Robert Fico is not a newcomer. He previously served as Prime Minister on two occasions and made a dramatic resignation in 2018 after the assassination of the journalist Jan Kuciak and his partner in Slovakia. This case exposed the infiltration of organized crime within the ruling elite. Meanwhile, we've stopped taking count of how many of Fico's inner circle have been convicted of corruption.

Anti-migrant, anti-LGBTQ, anti-Brussels

Yet even if the 59 year old leader of SMER, the National Populist Party, is a clone of Orban, his party is a member of the Social Democratic group within the European Parliament. It is a contradiction that the Social Democrats will have to resolve if Fico implements the program he campaigned on.

Why does a campaign like this resonate with certain sectors of European public opinion?
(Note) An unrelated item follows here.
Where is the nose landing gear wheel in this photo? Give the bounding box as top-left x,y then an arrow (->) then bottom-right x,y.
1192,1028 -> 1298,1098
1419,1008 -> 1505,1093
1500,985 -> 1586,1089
Indeed, he was elected by promising to end support for Ukraine, even though Slovakia had been the first country to offer its combat aircraft to the Ukrainian army. He is also against sanctions on Russia. Furthermore, he has a significant anti-migrant, anti-LGBTQ and anti-Brussels agenda.

We must try to understand why such a campaign resonates with certain sectors of European public opinion, which have undoubtedly become receptive to nativist voices, believing that support for Ukraine has cost too much.

Photograph of Hungarian Prime Minister Viktor Orban as he speaks during a parliament session.

Budapest, Sept. 25, 2023: Hungarian Prime Minister Viktor Orban speaks in parliament to open the autumn session

Attila Volgyi/ZUMA

Ideological battleground

There is also widespread disinformation through the use of deep fakes, manipulated recordings, or videos that flooded during the campaign. The recent arrival of thousands of migrants in Slovakia is attributed to Hungary's manoeuver in closing certain migration routes.

The "illiberal" temptation exists everywhere. Hundreds of thousands of people marched in Warsaw yesterday, responding to the call of the liberal opposition, just two weeks before the legislative elections in Poland. The goal is to defeat the Law and Justice Party, an illiberal party, which hopes to retain power.

Europe remains an ideological battleground, which will be fiercely contested leading up to the European elections next June. It will be the ultimate test of power dynamics on the continent, and Slovakia serves as a warning signal.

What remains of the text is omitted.